Operations grimoire/Incidents/2018-12-08-Mastodon

From Nasqueron Agora

📕📁📜 Old technical information :: content warning

⌛ This Nasqueron Operations Grimoire page hasn't been updated for a long time.

☣ As our infrastructure evolves quickly, there is a good chance this information is outdated or now inaccurate. Be careful and consider update it.

➡️ To assert the information is still up-to-date or not, you can check the history of the relevant role in our Operations repository.

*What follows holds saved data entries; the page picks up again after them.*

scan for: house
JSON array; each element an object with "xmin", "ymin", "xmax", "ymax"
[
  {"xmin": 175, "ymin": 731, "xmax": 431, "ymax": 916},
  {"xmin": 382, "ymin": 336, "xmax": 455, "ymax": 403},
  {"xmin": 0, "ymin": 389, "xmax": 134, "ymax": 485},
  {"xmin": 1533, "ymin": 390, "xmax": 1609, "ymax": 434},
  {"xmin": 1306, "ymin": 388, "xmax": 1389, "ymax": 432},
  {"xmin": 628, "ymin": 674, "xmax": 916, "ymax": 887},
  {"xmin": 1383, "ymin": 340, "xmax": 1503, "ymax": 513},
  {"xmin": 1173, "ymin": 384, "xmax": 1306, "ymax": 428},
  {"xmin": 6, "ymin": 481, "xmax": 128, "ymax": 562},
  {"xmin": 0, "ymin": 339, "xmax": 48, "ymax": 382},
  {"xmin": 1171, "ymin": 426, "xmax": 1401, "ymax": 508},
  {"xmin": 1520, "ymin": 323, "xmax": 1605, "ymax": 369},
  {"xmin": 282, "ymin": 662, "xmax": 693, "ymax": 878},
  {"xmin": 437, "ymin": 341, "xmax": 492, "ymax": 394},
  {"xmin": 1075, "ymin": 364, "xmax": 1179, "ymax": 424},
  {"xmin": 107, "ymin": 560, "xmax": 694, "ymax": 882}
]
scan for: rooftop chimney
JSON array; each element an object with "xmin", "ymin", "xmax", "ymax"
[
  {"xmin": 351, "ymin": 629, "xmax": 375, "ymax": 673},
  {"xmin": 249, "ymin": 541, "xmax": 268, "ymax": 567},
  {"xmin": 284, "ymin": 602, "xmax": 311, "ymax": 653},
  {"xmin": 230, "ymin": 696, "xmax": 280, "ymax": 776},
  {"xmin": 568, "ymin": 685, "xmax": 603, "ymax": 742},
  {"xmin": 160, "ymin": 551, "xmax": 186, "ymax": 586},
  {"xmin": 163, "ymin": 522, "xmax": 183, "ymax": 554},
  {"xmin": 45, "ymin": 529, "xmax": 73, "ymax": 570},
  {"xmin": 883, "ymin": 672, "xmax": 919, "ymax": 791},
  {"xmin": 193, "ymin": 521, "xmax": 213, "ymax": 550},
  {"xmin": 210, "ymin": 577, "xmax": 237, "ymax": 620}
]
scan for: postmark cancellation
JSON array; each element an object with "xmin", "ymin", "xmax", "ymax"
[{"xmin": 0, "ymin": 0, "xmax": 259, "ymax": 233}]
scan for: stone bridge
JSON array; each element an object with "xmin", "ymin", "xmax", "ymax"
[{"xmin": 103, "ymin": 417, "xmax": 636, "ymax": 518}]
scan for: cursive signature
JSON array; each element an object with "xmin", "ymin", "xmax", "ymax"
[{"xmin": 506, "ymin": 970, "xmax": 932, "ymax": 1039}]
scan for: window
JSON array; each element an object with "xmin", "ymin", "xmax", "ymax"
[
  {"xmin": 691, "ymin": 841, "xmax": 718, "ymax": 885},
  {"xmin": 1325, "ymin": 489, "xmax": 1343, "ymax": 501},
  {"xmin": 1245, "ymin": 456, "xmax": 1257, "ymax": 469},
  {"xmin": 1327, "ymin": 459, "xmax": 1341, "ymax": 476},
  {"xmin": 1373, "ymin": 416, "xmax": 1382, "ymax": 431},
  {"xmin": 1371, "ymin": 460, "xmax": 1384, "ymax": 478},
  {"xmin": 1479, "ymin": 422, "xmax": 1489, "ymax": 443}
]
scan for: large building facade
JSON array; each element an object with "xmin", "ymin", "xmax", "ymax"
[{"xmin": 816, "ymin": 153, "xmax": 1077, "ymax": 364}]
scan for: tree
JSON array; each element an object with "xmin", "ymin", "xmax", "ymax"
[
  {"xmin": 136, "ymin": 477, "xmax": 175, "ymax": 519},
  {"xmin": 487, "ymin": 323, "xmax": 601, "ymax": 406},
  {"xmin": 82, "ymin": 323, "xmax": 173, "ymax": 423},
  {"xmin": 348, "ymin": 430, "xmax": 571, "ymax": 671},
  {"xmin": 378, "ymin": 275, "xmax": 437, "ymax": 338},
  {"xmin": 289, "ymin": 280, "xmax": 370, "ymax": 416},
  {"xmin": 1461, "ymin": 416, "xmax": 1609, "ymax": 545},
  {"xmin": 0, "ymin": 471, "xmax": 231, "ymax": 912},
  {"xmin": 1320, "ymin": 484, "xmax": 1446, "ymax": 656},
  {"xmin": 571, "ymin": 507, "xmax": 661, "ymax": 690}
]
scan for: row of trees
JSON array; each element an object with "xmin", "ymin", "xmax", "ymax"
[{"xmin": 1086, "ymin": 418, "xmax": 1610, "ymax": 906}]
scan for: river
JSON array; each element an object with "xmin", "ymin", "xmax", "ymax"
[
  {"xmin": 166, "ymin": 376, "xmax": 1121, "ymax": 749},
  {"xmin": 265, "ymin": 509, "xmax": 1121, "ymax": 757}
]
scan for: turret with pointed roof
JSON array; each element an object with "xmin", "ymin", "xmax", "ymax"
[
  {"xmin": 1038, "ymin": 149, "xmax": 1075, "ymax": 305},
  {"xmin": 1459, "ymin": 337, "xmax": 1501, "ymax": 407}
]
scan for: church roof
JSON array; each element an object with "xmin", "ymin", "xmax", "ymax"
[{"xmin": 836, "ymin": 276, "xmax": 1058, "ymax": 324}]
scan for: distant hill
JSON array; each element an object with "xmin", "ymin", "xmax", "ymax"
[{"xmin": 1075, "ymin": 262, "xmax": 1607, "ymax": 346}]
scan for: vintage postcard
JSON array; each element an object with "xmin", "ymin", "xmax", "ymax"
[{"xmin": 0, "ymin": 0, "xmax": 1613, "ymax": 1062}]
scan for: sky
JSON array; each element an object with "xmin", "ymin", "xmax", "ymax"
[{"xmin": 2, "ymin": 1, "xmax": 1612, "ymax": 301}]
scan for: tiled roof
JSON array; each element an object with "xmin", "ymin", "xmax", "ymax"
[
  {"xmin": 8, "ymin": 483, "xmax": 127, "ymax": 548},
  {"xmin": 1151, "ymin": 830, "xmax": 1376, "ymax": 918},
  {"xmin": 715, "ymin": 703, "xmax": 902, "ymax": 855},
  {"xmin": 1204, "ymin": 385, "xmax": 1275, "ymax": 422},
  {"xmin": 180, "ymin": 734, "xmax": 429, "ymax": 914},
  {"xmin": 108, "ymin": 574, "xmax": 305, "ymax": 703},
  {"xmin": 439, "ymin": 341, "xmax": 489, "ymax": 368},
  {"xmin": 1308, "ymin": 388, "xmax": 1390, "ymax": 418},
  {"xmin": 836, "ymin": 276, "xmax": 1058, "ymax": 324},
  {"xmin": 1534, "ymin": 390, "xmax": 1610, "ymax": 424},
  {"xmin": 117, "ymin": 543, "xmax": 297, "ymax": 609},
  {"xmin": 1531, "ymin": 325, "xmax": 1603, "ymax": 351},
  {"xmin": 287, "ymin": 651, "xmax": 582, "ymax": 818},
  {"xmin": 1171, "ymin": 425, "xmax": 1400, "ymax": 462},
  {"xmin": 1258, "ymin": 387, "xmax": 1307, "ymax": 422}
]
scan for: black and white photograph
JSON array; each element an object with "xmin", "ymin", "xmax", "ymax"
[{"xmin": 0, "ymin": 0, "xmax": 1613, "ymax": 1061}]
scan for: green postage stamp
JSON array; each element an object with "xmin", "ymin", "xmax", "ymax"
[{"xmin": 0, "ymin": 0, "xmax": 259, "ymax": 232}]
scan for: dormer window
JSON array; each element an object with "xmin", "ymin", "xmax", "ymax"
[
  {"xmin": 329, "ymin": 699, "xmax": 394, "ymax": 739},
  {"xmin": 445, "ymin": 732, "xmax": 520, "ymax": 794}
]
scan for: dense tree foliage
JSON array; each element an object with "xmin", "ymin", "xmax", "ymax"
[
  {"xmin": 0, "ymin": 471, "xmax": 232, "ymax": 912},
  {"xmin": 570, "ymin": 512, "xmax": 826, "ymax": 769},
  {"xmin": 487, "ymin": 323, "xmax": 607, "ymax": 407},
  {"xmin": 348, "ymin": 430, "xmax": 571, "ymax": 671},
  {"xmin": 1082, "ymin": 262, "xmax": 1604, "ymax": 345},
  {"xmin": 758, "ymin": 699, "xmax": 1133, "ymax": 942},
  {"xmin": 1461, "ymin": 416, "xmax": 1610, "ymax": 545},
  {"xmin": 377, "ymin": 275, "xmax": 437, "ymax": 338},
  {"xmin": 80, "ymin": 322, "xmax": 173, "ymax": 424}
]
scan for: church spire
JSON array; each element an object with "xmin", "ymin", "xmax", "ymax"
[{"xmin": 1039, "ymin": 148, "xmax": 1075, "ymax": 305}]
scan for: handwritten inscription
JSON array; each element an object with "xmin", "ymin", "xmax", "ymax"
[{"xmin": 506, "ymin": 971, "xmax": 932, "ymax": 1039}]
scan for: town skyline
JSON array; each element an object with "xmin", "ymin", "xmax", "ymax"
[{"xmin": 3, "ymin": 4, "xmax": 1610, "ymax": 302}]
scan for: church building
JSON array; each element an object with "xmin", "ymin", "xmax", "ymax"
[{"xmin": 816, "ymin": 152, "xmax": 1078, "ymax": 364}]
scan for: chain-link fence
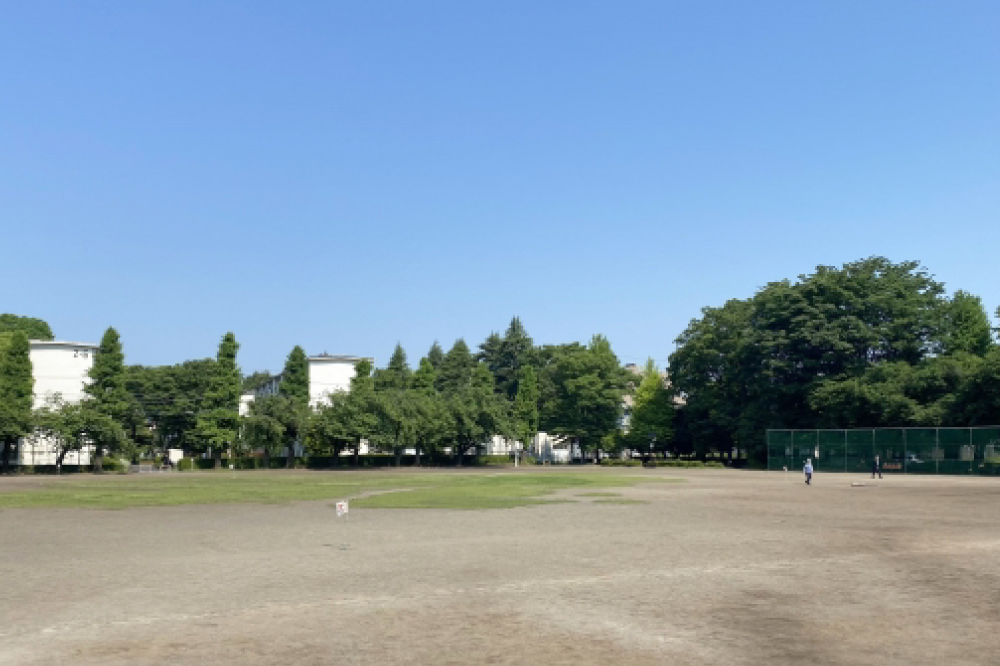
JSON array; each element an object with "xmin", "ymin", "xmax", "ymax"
[{"xmin": 766, "ymin": 428, "xmax": 1000, "ymax": 475}]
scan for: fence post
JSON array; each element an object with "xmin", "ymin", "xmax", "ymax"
[
  {"xmin": 935, "ymin": 429, "xmax": 939, "ymax": 475},
  {"xmin": 844, "ymin": 430, "xmax": 848, "ymax": 472},
  {"xmin": 903, "ymin": 429, "xmax": 907, "ymax": 475}
]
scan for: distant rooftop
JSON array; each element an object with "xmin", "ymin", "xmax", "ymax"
[{"xmin": 29, "ymin": 340, "xmax": 99, "ymax": 349}]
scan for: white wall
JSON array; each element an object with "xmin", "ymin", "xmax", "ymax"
[
  {"xmin": 29, "ymin": 341, "xmax": 97, "ymax": 408},
  {"xmin": 308, "ymin": 357, "xmax": 361, "ymax": 408},
  {"xmin": 20, "ymin": 341, "xmax": 99, "ymax": 465}
]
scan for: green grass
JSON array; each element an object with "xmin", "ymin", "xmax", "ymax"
[
  {"xmin": 575, "ymin": 491, "xmax": 621, "ymax": 498},
  {"xmin": 0, "ymin": 470, "xmax": 679, "ymax": 510}
]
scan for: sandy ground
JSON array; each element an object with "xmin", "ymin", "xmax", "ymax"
[{"xmin": 1, "ymin": 468, "xmax": 999, "ymax": 666}]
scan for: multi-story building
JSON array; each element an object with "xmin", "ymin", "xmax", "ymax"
[{"xmin": 18, "ymin": 340, "xmax": 100, "ymax": 466}]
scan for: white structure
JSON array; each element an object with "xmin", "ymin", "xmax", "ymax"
[
  {"xmin": 18, "ymin": 340, "xmax": 99, "ymax": 466},
  {"xmin": 240, "ymin": 353, "xmax": 372, "ymax": 415},
  {"xmin": 308, "ymin": 354, "xmax": 367, "ymax": 408},
  {"xmin": 239, "ymin": 353, "xmax": 373, "ymax": 456},
  {"xmin": 533, "ymin": 431, "xmax": 573, "ymax": 463}
]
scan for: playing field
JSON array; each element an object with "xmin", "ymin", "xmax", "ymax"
[{"xmin": 1, "ymin": 468, "xmax": 998, "ymax": 665}]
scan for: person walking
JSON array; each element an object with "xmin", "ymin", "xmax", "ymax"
[
  {"xmin": 872, "ymin": 455, "xmax": 883, "ymax": 480},
  {"xmin": 804, "ymin": 458, "xmax": 813, "ymax": 485}
]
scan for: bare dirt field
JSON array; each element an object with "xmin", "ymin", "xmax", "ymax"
[{"xmin": 2, "ymin": 468, "xmax": 999, "ymax": 665}]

Tracked at https://devcentral.nasqueron.org/T1492.

Incident timeline

  • ffmpeg process are stuck in the queue and don't allow other jobs to run
  • Several people report the issue by DM, but of course, timeline isn't updated, including the notifications one
  • 2018-12-08 11:35 Investigation to see what happens on the queue
  • 2018-12-08 PM The stuck ffmpeg processes was killed
  • 2018-12-08 PM The queue started to resorbed
  • 2018-12-08 PM Workers capacity has been increased
  • 2018-12-08 17:17 Prepare a script to kill stuck ffmpeg:
    rOPS: roles/paas-docker/containers/files/mastodon/clear-video-queue.py
  • 2018-12-08 PM The queue resorbed more quickly
  • 2018-12-08 19:46 The situation was fixed

Analysis

There is a clear monitoring issue here: we need to get an alert if the queue contains more than some hundred jobs.

Actionables

  • Monitor Sidekiq queue
  • Report issue upstream (Mastodon and ffmpeg?)
  • Provide a watchdog to kill ŝtuck ffmpeg process (script is done, but a cron to run it is still needed)